Many of these divalent complexes are sensitive to aerial oxidation. The chromium complex is oxidized by water. Indeed, previous attempts to prepare Cr(diars)2X2 had failed. The chromium compounds were eventually synthesized by his co-worker Anthony Nicholl Rail only a month before Nyholm's death, using rigorous air-free techniques.[10]
Together with Professor Ronald Gillespie, Nyholm developed the VSEPR (Valence shell electron pair repulsion) theory for the simple prediction of molecular geometry. This theory emphasized classical pictures of bonding, adapted to include features of quantum theory, but focusing on electron clouds of varying density within a probability envelope.
In his inaugural lecture as professor of chemistry at University College London, Nyholm spoke of his concern for the teaching of chemistry.[11][12] In 1957 Nyholm organized the first of an annual series of Summer Schools at University College on new aspects of chemical knowledge and theory, and demonstrations of new equipment. In the early sixties, the Nuffield Foundation, at least partly as a result of Nyholm's influence, established the Science Teaching project, of which Nyholm was the first Chairman of the Chemistry Consultative Committee. This program led to the development of experiential GCE courses that emphasized the process of chemistry, rather than the recall of chemical facts, and explored the role of chemistry in society. In 1971 Nyholm published an article entitled 'Education for Change' in which he differentiated between education and training as it applies to chemistry.[13] He defined education as 'a process in which a person receives a training for a full life in a rapidly changing modern society, carried out in such a manner as will ensure the maximum development of the individual personality'. He was not a person who placed too much emphasis on fact-burdened and fact-tested learning such as in the National Curriculum developments in England in the nineteen-nineties.

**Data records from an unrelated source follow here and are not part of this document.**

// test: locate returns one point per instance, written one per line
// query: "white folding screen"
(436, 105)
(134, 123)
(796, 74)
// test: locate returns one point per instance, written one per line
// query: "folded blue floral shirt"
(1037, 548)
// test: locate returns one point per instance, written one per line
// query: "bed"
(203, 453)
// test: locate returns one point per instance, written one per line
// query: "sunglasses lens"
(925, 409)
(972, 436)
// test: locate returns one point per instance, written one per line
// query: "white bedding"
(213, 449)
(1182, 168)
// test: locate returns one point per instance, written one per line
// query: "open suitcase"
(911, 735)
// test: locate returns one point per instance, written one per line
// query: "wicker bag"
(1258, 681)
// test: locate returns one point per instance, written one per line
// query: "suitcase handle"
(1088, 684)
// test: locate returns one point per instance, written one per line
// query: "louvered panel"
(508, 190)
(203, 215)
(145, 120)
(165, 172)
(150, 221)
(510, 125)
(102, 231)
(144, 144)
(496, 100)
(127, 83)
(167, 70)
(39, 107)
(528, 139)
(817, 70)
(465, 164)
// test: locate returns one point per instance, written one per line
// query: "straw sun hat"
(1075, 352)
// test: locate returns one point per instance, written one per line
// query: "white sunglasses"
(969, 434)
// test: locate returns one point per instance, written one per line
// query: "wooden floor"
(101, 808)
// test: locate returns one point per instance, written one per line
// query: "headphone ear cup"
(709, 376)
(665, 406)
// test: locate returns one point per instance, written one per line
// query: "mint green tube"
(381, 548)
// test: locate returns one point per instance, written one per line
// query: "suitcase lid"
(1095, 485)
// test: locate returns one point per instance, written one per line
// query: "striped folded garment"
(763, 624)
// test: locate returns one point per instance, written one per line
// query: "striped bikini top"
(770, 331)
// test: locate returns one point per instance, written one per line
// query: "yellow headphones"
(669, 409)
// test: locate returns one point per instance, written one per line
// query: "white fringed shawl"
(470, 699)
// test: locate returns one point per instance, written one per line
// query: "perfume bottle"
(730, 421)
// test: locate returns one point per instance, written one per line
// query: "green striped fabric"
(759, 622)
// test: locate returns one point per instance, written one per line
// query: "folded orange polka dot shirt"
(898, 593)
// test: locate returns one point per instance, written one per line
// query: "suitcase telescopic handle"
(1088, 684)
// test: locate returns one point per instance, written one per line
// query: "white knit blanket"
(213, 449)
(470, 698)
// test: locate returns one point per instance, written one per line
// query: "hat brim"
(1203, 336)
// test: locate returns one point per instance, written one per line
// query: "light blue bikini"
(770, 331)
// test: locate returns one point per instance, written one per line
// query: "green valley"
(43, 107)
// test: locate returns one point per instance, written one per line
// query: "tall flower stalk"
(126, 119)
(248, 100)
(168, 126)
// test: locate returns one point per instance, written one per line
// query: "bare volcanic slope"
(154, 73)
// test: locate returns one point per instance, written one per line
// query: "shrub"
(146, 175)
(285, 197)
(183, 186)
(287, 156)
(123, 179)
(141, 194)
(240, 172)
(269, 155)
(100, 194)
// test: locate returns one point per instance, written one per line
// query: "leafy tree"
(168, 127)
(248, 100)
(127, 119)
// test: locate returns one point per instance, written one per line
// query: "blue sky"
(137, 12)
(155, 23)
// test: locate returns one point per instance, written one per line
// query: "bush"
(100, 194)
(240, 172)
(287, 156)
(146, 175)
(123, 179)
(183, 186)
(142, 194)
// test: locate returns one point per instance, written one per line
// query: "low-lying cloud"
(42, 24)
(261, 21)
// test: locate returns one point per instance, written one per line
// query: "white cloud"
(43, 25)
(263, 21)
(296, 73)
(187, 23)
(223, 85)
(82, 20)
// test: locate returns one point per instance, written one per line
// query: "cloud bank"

Nyholm defined training for a full life as including:[citation needed]
Nyholm was associated with industry all of his life. One of his earliest positions was as a chemist at Eveready Batteries in Sydney. The application of science to useful products was of great importance to him, and he is purported to have admired the DuPont logo "Better things for better living through chemistry". He was an active consultant to a number of companies including ICI and Johnson Matthey in the UK and DuPont in the US.
The Nyholm Prize for Inorganic Chemistry[14] and the Nyholm Prize for Education,[15] founded by the Chemical Society in 1973, are now awarded biennially by the Royal Society of Chemistry.
The mineral Nyholmite is named after Nyholm.[16] It was discovered in Broken Hill in 2009 and its structure was elucidated by Elliot et al.[17]